5 Jul, 16 | by Jenny Thomas
Selected items from the News and Latest Additions sections of www.palliativedrugs.com, the world’s leading palliative care website with over 30,000 members from 169 Countries.
Topical miconazole interaction with warfarin
MHRA has highlighted the risk of serious bleeding events in patients taking warfarin and using cream, ointment, powder or oral gel formulations of miconazole. The potential for a drug interaction between oral miconazole and warfarin is well documented due to miconazole inhibiting the CYP2C9 enzyme involved in the metabolism of warfarin. The MHRA are now receiving a large number of reports of potential drug interactions involving topical miconazole (particularly the oral gel formulation) and warfarin, and are now reviewing whether further measures are needed to minimise the risks to patients. In the meantime, their advice is to carefully monitor the anticoagulant effect and reduce the dose of warfarin if necessary. As some topical formulations of miconazole are available without prescription, patients taking warfarin should be warned not to use topical miconazole without consulting their doctor. For more information, click here.
RPS guidance for the prescribers of Specials
The Royal Pharmaceutical Society (RPS), has published guidance for the prescribers of specials. The document can be downloaded from the RPS website, or from here. This document was produced at the request of NICE and following consultation in 2015 (see our news item 10 November 2015). It complements the RPS professional guidance for the procurement and supply of specials which was published in December 2015.
Neuropathic pain: pregabalin and gabapentin prescribing
The latest PrescQIPP bulletin discusses dose optimisation of pregabalin and cost effectiveness in line with authorized indications and guidance from NHS England and NICE. For more information, click here.

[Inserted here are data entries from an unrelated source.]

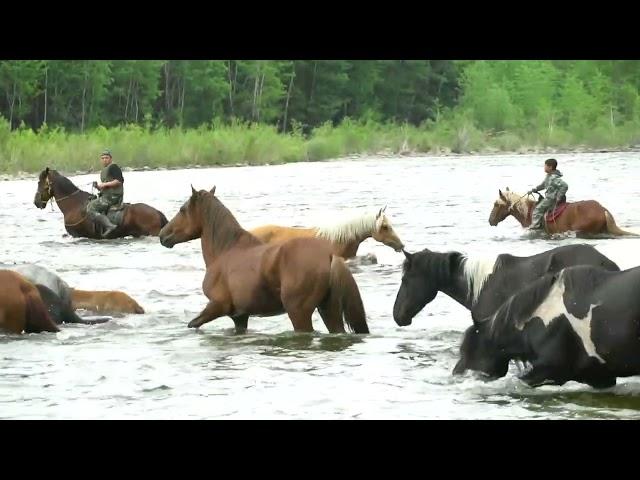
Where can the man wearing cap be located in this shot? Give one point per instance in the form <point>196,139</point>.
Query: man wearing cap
<point>111,193</point>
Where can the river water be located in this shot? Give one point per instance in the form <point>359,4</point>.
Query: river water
<point>153,366</point>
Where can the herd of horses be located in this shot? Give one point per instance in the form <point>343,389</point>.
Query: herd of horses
<point>566,314</point>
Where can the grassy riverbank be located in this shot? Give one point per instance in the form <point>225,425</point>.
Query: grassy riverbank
<point>135,147</point>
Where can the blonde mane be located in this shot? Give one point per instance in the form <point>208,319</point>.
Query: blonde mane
<point>513,197</point>
<point>353,225</point>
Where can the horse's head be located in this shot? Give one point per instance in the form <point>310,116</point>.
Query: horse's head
<point>501,207</point>
<point>478,354</point>
<point>186,225</point>
<point>415,290</point>
<point>385,233</point>
<point>45,189</point>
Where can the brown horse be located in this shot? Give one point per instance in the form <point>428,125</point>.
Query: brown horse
<point>247,277</point>
<point>138,219</point>
<point>109,301</point>
<point>345,236</point>
<point>21,307</point>
<point>581,217</point>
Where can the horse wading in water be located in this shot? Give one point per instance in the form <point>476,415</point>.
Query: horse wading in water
<point>248,277</point>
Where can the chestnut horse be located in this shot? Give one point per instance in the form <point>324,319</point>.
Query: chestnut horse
<point>138,220</point>
<point>107,301</point>
<point>248,277</point>
<point>21,307</point>
<point>345,235</point>
<point>583,217</point>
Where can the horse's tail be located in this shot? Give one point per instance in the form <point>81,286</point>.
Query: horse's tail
<point>613,228</point>
<point>37,318</point>
<point>344,292</point>
<point>163,219</point>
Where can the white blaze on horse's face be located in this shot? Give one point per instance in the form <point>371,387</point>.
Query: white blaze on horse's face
<point>384,232</point>
<point>501,208</point>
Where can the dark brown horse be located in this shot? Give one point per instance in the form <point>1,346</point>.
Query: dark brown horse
<point>247,277</point>
<point>582,217</point>
<point>21,307</point>
<point>138,219</point>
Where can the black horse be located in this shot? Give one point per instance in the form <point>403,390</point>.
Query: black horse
<point>60,311</point>
<point>481,285</point>
<point>580,324</point>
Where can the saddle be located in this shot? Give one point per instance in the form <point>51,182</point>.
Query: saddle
<point>116,213</point>
<point>552,215</point>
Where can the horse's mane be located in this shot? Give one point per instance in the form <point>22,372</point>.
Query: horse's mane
<point>225,229</point>
<point>520,306</point>
<point>514,197</point>
<point>476,271</point>
<point>437,265</point>
<point>350,226</point>
<point>65,186</point>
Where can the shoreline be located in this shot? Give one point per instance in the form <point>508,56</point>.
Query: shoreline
<point>384,154</point>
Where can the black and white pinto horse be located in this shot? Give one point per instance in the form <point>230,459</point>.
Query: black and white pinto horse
<point>580,324</point>
<point>481,285</point>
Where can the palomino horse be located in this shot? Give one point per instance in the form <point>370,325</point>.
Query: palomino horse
<point>345,235</point>
<point>109,301</point>
<point>138,220</point>
<point>21,307</point>
<point>248,277</point>
<point>583,217</point>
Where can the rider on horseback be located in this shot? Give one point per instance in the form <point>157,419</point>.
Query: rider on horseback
<point>556,188</point>
<point>111,193</point>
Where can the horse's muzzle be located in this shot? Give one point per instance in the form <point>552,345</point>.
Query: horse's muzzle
<point>167,240</point>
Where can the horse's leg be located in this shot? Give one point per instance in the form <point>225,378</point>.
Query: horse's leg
<point>331,314</point>
<point>212,311</point>
<point>299,314</point>
<point>241,322</point>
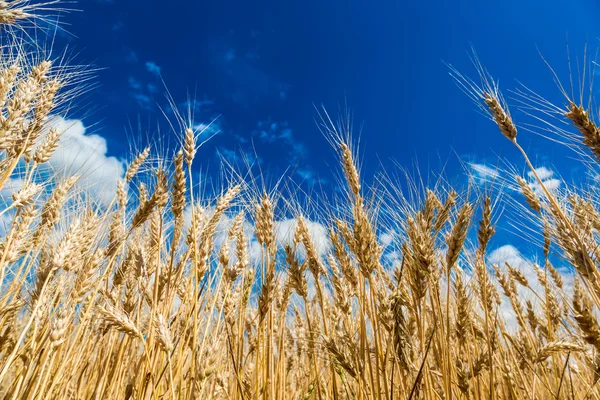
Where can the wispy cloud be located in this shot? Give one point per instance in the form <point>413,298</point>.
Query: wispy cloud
<point>153,68</point>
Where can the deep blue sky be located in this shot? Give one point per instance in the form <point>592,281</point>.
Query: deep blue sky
<point>263,66</point>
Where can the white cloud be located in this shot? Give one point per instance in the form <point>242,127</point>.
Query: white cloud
<point>551,184</point>
<point>285,229</point>
<point>13,185</point>
<point>542,172</point>
<point>152,67</point>
<point>85,156</point>
<point>508,254</point>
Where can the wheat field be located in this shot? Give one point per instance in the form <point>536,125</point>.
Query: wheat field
<point>161,294</point>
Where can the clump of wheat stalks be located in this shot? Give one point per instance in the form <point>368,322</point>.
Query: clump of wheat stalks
<point>168,293</point>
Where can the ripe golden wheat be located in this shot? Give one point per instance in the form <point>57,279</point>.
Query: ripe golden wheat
<point>165,294</point>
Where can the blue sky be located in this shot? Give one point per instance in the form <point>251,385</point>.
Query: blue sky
<point>261,67</point>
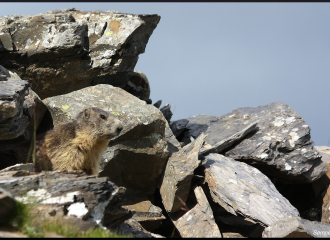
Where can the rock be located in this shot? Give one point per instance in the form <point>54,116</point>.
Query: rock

e-learning Indian palliative care course
eCancer has launched a text only version of the palliative care e-learning course for health professionals in India. For more information, click here.
Epistatus 10mg/mL oromucosal solution batch recall
MHRA has issued a class 2 medicines recall for a specified batch of Epistatus (midazolam) 10mg/mL oromucosal solution (unauthorized buccal liquid; Special products). The incorrect size of neck adaptor has been fitted and they are not compatible with oral syringes (Batch: 73234 Expiry: Oct 2017 Size: 1 x 5ml First issued: 24 Feb 2016). For more information, click here.
NICE evidence summary for fentanyl transdermal patient controlled system
NICE has published an evidence summary for the new fentanyl transdermal system (IONSYS) that was launched earlier this year in the UK (see our news item 28 March 2016). It is authorized for the treatment of moderate−severe post-operative pain in adults (hospital use only).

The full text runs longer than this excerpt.